Review Summary: An identity crisis caught on record.
It's the most normal-sounding Gorillaz album yet in the sense that it's the one that could most easily have been made by anybody else, but the guest-heavy, unfocused Plastic Beach
is certainly the weirdest one to listen to. For a band who were so fun and unique on their first couple of records, it's bewildering how they've managed to become something entirely different in spirit without actually changing all that much on the surface.
It all comes down to the massed rank of vocalists here, ultimately. There's no doubting that the most fun thing you can do with this album is put it on, having never heard it before and never looked at the tracklisting, and wait in amazement for the moment you say 'holy crap, is that Bobby Womack?', or 'wow, Kano!, or 'seriously, Snoop Dogg is on this?'. It's the defining feature of the album, but it's also the biggest failing, because it destroys this band's own personal identity.
That doesn't mean that Plastic Beach
doesn't sound like a Gorillaz album; far from it, in fact, and that's the real problem. All these songs just sound too much
like Gorillaz songs, in an uncomfortable, self-conscious way. Albarn clearly understood that having so many outside influences would confuse things, and so he's made sure that everything has had the once-over to make it sound like a true follow-up to Demon Days
. As a result it completely lacks any spontaneity or, really, any fun - for example, there's something far too studied about the cod-exoticism of "White Flag", even though Albarn goes for maximum authenticity points by bringing in the Lebanese National Orchestra, while "Rhinestone Eyes" tries to co-opt Beck's laid-back attitude, but sounds wound-up.
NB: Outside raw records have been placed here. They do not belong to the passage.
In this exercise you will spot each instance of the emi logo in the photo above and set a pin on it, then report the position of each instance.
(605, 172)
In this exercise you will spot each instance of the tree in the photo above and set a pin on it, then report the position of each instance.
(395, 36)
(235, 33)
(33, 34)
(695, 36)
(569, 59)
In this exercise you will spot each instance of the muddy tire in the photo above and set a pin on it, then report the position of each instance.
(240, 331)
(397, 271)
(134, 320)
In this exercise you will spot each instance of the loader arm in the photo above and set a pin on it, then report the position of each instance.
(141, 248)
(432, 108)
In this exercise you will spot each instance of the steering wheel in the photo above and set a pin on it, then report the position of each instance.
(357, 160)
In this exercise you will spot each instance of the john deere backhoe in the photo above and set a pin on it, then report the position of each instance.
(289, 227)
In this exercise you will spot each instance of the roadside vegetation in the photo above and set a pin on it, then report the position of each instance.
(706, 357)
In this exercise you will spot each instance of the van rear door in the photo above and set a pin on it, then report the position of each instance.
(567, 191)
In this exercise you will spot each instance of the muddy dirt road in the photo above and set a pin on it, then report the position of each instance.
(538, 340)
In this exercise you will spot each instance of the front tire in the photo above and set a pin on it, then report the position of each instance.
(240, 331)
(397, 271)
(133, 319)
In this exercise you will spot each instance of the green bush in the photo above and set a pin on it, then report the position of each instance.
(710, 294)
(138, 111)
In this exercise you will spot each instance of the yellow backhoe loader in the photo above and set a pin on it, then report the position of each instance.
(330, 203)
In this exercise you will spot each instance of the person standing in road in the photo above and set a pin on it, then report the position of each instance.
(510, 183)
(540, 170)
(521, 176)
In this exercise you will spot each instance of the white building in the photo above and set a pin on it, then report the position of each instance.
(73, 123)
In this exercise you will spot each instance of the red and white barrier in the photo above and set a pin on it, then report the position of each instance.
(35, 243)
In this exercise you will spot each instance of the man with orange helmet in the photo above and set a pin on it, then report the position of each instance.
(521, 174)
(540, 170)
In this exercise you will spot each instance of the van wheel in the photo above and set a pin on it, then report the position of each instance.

The tacky, shamefully '80s sounding basslines and sound effects all over the place (see "Stylo", "Glitter Freeze", "On Melancholy Hill", and "Plastic Beach") are just the nadir of a production job that pitches itself so squarely at 'cool' that you just know it'll sound horribly dated in 3 years.
It rubs off on the guest vocalists, too. Mos Def particularly is disappointing, his performances sounding more New Danger
- it's yet more proof, if it were needed, that he can only ever be truly great over traditional hip-hop and he should probably just stay away from rock and pop altogether. The best thing you could say about Kano is that he sounds comfortable, but his raps lack fire and inspiration, while Lou Reed and Snoop Dogg sound exactly like the washed-up lazy has-beens they are. Gruff Rhys too, to a lesser extent.
Shame, really. This whole project has to go down as a missed opportunity - for the vocalists to properly branch out, for Gorillaz to push on from two very impressive albums, and for Albarn to make any kind of statement at all on climate change (apparently this is a concept album about global warming - who knew?)